A funny thing was that he's English was perfect, but I only learned about that after we were done with all the writing. He was harsh on my French too. When I had already handed in the first version of my dissertation, he congratulated me on it. But half way down on his mail he says that in its current version no one can read it without lots of difficulties :
Toutefois, tu ne recevras ton diplôme que si tu déposes plus tard un nouvel exemplaire, corrigé de toutes les fautes de français -- il faut comprendre que cet exemplaire est destiné à la bibliothèque, et que, tel qu'il est, personne ne peux le lire sans une grande fatigue...
The final discussions that we had before my defense took place in Montmartre. We once met in that same café where they shot scenes for Amelie, or at the graveyard. I was quite surprised to see them in the movie, I remember.

It was also fun now to check out on some professors from Paris 8. I found Jean-Pierre Balpe who at the time was the head of the department of Hypermedia. Jean Clement who taught us a course on hypermedia. Imad Saleh, one of my "rapporteurs", is now the head of Laboratoire Paragraphe, that's the nickname of the deparment (so French, I love it!). Or Jean-Lois Weissberg - I never understood anything about his lectures, he talked about "telepercence" and such. I only remember that soulful intellectual Greek philosophy student who engaged in discussions with him about things that I could not follow. After all, they all carried the legacy of Pierre Levy who had just left the department year earlier.

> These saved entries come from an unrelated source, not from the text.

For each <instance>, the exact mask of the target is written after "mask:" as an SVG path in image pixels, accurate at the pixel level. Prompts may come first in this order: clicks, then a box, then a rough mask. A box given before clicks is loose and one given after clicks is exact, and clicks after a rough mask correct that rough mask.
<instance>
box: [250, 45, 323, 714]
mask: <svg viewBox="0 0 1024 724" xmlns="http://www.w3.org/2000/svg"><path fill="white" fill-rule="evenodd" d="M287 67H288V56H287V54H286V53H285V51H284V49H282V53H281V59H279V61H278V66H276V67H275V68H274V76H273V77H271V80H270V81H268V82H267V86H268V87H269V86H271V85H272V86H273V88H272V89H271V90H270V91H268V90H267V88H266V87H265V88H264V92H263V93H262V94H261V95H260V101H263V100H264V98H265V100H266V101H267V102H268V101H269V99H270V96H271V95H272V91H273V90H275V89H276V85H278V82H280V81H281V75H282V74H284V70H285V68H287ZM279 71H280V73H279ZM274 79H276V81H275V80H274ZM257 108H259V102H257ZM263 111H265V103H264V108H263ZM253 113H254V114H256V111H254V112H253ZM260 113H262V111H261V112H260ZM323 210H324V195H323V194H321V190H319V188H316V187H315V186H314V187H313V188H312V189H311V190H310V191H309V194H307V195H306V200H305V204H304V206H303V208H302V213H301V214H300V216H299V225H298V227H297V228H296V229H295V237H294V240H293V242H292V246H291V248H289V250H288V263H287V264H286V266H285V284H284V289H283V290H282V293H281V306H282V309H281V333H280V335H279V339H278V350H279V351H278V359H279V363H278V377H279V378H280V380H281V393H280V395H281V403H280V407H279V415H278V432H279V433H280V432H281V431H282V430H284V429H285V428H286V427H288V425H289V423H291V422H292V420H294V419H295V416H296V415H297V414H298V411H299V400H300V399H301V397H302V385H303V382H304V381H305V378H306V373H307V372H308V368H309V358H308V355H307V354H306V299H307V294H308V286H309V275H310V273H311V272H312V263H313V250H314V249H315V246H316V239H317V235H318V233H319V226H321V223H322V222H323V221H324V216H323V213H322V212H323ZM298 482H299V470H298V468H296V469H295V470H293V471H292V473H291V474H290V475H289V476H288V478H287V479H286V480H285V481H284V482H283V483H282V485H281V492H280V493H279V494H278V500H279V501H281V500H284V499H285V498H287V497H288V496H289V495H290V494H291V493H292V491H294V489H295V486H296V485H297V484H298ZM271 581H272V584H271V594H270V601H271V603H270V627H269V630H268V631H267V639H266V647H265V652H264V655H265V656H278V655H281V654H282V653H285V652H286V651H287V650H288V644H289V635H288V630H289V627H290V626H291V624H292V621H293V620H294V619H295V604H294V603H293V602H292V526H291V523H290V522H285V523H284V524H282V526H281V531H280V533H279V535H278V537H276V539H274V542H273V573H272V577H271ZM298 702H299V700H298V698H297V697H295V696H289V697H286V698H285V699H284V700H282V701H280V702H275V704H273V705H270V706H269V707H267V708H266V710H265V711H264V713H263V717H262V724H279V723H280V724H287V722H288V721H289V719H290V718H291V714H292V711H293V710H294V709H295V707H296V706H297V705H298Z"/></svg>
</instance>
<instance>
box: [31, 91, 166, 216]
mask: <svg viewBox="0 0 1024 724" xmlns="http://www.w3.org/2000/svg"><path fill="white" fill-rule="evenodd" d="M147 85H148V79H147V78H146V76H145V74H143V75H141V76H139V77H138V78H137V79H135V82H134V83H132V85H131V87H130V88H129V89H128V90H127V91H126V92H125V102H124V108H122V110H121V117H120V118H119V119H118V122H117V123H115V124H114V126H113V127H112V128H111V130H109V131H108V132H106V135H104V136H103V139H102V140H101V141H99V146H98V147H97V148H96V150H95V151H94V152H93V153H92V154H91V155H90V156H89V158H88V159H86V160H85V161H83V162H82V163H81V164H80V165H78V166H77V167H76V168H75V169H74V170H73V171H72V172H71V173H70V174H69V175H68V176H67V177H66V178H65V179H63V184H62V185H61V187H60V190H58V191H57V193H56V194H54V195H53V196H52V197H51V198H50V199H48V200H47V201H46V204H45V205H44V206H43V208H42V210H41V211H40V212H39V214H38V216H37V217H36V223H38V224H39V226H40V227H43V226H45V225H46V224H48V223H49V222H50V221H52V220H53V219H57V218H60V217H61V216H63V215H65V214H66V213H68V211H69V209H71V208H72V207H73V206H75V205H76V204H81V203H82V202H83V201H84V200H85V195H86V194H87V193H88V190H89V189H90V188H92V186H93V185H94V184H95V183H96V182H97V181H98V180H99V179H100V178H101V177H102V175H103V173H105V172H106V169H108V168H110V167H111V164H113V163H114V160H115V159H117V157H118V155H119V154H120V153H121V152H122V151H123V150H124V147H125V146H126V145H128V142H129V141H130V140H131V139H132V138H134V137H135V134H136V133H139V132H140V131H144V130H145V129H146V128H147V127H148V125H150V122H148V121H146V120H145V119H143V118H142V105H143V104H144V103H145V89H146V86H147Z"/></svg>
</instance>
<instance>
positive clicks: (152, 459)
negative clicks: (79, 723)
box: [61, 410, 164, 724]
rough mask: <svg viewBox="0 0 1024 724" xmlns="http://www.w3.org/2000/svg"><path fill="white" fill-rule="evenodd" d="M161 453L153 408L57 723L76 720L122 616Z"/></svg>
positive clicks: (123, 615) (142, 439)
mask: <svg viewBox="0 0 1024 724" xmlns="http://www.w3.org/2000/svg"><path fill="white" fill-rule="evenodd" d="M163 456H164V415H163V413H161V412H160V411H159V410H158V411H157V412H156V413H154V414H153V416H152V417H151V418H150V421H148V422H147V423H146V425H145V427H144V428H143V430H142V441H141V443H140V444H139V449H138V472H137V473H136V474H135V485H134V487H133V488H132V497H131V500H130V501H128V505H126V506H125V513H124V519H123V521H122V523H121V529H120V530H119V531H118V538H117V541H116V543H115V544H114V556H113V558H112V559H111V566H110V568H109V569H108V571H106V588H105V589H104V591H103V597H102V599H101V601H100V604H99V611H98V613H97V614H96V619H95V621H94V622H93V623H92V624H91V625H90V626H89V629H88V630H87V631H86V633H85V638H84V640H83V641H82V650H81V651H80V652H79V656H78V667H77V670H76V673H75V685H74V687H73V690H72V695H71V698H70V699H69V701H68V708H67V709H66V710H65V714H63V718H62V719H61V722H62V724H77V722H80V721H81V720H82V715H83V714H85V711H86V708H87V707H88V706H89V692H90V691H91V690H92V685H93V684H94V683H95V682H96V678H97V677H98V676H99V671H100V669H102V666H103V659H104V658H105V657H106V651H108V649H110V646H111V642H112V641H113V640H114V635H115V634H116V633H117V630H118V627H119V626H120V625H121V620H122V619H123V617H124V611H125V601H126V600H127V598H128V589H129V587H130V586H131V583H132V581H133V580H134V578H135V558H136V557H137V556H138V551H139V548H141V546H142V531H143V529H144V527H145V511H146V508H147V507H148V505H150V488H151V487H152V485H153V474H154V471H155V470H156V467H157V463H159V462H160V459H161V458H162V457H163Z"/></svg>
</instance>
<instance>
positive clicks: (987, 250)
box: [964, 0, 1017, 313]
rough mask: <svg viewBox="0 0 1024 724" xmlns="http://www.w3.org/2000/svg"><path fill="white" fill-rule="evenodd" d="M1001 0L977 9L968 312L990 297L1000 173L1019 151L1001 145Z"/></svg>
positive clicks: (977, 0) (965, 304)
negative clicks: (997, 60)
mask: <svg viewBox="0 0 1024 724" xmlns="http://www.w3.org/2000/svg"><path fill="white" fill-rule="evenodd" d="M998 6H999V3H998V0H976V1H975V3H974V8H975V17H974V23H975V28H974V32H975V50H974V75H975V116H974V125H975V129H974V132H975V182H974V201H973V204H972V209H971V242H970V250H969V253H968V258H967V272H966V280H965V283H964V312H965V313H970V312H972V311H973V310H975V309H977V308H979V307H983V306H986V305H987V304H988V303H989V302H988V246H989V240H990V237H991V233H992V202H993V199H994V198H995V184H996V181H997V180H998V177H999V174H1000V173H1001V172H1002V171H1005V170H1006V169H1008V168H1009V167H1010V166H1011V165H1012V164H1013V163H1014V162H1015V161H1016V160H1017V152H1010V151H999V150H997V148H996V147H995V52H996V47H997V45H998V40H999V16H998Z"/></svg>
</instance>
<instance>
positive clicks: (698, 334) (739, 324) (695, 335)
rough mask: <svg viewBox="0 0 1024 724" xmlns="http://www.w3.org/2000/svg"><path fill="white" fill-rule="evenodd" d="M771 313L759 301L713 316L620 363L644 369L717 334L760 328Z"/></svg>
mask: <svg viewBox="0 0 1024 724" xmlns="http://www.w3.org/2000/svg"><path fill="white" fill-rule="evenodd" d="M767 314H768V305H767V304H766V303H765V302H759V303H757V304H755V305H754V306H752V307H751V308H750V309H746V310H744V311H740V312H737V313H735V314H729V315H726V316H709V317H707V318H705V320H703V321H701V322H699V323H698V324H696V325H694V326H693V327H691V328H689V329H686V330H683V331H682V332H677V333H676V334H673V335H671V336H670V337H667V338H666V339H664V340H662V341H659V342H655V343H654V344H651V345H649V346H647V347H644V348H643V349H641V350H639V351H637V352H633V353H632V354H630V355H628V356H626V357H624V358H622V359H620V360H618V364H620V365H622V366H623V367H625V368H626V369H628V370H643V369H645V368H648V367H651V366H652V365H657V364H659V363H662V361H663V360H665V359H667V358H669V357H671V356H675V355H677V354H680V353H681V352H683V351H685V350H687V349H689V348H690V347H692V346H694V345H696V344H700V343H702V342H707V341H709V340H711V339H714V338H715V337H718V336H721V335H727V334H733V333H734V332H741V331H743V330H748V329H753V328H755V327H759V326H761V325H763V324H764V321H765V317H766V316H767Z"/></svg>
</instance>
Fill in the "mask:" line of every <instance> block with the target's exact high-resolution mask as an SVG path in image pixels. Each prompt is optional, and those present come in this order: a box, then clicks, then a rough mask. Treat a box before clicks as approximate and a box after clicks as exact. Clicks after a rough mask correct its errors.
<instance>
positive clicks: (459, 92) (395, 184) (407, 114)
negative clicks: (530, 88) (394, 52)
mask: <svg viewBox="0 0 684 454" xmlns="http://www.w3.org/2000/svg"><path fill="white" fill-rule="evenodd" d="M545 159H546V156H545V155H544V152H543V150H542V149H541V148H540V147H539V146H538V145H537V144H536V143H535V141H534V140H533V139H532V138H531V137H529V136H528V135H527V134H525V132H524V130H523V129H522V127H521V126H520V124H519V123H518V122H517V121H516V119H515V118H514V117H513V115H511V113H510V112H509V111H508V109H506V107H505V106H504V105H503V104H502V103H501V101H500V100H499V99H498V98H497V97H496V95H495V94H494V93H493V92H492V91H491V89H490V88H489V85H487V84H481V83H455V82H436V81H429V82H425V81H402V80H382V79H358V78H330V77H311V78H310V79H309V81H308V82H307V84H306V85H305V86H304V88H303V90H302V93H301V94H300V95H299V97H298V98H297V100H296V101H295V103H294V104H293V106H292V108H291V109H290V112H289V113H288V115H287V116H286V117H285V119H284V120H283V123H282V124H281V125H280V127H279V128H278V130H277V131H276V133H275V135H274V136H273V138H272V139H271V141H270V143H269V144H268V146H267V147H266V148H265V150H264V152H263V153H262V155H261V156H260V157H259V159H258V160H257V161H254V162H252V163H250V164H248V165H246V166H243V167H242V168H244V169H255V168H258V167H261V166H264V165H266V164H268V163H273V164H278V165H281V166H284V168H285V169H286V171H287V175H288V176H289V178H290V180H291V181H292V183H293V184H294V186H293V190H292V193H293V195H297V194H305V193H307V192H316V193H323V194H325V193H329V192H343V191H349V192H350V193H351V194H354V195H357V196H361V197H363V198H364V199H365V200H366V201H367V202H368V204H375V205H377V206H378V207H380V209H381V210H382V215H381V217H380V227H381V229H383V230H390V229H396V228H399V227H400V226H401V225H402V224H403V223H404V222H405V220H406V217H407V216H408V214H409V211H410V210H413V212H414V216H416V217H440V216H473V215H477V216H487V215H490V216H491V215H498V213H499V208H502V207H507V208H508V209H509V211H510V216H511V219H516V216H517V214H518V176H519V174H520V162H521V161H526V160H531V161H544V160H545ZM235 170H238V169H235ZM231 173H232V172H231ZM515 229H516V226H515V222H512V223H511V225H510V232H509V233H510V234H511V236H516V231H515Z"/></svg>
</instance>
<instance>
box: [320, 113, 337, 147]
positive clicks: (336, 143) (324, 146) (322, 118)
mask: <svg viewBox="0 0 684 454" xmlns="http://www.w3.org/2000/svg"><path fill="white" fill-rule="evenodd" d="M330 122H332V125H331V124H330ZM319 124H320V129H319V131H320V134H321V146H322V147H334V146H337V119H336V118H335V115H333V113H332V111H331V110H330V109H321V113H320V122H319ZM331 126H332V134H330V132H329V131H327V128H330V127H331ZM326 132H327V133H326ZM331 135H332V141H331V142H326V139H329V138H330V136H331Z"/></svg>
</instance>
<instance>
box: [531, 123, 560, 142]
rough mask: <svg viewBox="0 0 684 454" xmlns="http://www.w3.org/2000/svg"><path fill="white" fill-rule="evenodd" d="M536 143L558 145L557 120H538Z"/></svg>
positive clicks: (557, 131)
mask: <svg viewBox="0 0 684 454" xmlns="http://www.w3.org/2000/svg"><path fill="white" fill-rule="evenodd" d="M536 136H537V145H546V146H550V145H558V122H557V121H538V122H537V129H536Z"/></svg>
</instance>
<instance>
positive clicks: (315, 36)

I tried to dig out on my Lycos account where this stuff now resides, but I could not find my password and the system does not recognise my username :( But I found some other old stuff, like the index page of the site that I made at that time for Finnish students in Paris, Suomalainen Osakunta, my cool looking CV and the side of akseli that Pia, "Puumatyttö", teki suomalaisille taiteilijoille ja jota autoin jossain vaiheessa. Ihanaa!


Well there, that was a nice moment of memories from Paris and end of the Millennium.